原判決は、本件上告人の損害賠償債務の存否に関する事実関係については第一審判決とその判断を同じくすると言つて、右判決理由の一部を引用しており、これによれば、被上告人が訴外和田寛食料工業株式会社青森工場、訴外浜通農村工業農業協同組合連合会大浦工場にそれぞれ保管中の大豆原油、同特製油の引渡を求めたこと、大豆原油については右青森工場保管中の品物が粗悪であつたので、その引渡を拒んだこと、大豆特製油については右大浦工場には被上告人の落札当時から現品がなく、引渡を求めた当時には引渡を得られなかつたこと、しかし、その後右訴外会社は同社が北海道及び会津若松で入手した大豆原油を前記保管にかかるものとして昭和二六年三月五日頃被上告人に引き渡したこと、右連合会も他から入手した大豆特製油を同年四月一六日頃被上告人に引き渡したことが、それぞれ確定されている。
そして、原審は、本件履行遅滞を原因とする損害賠償額を算出するに当り、本来の履行期における市場価格と本件売買契約における買入価格との差額を以て被上告人の転売により利得しうべかりし額であり、売主もこれを予見し又は予見しうべかりしものであるから、右差額に相当する損害が買主たる被上告人に生じたものであるとしている。
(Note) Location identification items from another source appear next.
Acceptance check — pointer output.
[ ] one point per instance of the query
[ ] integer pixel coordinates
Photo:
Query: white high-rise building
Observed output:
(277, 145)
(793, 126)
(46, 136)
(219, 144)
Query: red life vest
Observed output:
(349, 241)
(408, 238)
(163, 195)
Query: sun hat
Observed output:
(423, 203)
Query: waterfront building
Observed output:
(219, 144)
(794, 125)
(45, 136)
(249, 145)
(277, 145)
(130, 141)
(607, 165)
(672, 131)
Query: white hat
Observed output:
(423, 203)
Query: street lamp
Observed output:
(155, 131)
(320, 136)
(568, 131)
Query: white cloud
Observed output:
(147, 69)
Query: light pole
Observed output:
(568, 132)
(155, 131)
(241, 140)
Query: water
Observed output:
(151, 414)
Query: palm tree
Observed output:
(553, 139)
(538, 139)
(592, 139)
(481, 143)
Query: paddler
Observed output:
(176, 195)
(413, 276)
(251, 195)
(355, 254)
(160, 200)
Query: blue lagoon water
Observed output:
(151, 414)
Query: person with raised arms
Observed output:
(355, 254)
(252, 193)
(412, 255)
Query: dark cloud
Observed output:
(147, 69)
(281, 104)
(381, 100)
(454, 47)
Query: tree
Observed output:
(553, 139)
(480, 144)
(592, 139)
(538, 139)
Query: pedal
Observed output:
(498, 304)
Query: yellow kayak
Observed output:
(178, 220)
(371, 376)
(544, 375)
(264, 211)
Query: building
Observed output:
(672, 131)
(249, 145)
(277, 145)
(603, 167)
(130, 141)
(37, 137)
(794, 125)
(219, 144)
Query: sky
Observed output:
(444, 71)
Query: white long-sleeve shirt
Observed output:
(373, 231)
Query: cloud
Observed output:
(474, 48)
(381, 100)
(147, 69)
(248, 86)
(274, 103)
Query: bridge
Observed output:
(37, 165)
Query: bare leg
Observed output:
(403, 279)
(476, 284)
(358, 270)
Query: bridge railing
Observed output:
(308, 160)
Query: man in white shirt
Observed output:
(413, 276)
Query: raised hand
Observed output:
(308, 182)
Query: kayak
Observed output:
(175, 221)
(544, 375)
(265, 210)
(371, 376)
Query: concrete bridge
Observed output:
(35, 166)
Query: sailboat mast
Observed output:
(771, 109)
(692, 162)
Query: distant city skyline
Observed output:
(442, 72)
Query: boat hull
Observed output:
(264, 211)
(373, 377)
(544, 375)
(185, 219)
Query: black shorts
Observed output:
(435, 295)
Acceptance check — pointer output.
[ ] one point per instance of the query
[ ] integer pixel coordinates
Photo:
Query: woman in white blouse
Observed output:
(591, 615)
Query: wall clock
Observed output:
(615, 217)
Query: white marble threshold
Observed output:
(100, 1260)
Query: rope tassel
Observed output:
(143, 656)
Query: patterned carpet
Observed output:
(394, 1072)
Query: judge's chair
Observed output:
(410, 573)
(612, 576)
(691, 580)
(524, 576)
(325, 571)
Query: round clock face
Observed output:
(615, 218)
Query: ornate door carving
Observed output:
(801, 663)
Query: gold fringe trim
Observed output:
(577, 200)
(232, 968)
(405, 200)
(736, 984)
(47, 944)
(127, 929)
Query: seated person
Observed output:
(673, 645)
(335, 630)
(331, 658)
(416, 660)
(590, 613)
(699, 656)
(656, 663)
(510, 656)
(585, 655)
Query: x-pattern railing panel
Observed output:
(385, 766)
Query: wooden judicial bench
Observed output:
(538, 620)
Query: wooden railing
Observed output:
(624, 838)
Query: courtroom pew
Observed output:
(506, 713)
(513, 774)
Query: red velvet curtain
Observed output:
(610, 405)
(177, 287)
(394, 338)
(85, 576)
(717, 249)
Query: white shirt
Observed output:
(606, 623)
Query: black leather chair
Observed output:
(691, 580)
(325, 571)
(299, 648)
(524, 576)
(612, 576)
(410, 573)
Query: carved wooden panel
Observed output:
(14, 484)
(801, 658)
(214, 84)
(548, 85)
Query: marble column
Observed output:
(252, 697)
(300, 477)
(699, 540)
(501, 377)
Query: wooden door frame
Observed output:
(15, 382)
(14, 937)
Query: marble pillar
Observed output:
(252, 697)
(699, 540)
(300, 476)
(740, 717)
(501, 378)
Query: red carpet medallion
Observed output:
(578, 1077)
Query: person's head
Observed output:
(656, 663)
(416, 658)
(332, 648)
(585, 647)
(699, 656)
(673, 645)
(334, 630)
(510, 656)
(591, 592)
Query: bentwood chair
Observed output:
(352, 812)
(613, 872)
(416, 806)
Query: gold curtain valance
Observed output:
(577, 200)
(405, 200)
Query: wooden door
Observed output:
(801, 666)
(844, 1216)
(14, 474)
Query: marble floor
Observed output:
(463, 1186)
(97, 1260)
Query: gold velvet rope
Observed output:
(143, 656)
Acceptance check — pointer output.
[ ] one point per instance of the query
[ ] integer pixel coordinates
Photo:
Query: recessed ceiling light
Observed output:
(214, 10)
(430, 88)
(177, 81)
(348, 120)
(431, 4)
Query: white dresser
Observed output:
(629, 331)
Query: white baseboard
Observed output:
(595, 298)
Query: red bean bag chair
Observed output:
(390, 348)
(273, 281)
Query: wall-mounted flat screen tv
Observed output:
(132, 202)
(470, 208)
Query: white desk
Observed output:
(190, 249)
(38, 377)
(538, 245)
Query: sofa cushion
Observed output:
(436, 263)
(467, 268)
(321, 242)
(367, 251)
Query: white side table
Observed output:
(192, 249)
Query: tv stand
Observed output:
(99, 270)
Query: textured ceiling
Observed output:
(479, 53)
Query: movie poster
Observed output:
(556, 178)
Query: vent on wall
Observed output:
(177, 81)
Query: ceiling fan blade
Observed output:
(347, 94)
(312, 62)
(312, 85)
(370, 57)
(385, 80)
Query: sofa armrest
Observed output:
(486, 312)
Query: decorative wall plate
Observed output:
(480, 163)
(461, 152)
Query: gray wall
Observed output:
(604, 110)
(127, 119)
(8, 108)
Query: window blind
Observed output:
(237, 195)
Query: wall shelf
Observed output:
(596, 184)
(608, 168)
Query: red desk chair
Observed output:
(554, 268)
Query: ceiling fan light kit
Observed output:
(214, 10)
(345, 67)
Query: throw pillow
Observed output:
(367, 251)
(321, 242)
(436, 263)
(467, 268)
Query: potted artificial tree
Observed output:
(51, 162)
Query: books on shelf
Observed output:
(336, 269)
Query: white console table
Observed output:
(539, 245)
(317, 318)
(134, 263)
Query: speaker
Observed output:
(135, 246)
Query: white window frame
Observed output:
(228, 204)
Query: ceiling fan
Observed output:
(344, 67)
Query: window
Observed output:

しかし履行不能の場合あるいは履行遅滞により解除された場合のように、結局売買目的物の引渡がなされないままに終つた場合と異なり、履行遅滞後に引渡がなされ、この遅滞に対する損害が問題となる場合には、この遅れてなされた給付を無視すべきものではない。遅滞中に市価が低落し、買入価格との差額すなわち転売利益が減少した場合には、履行が遅れたために減少した転売利益額が遅滞による損害額となるべきものであり、特段の事情のない限り、結局履行期と引渡時との市価の差額に帰する。
本件では、前示のように、遅滞後の目的物引渡が確定されているのであるから、原審はその引渡時における市価を審理して、その履行期における市価との差額を算出して損害額となすべきであつたにかかわらず、これを誤つたものであつて、所論はこの点において理由ありと言わざるを得ない。
よつて、その余の論点について判断するまでもなく、原判決は破棄を免れず、なお右の点について審理の必要があるから、民訴四〇七条一項に従い、裁判官全員の一致で、主文のとおり判決する。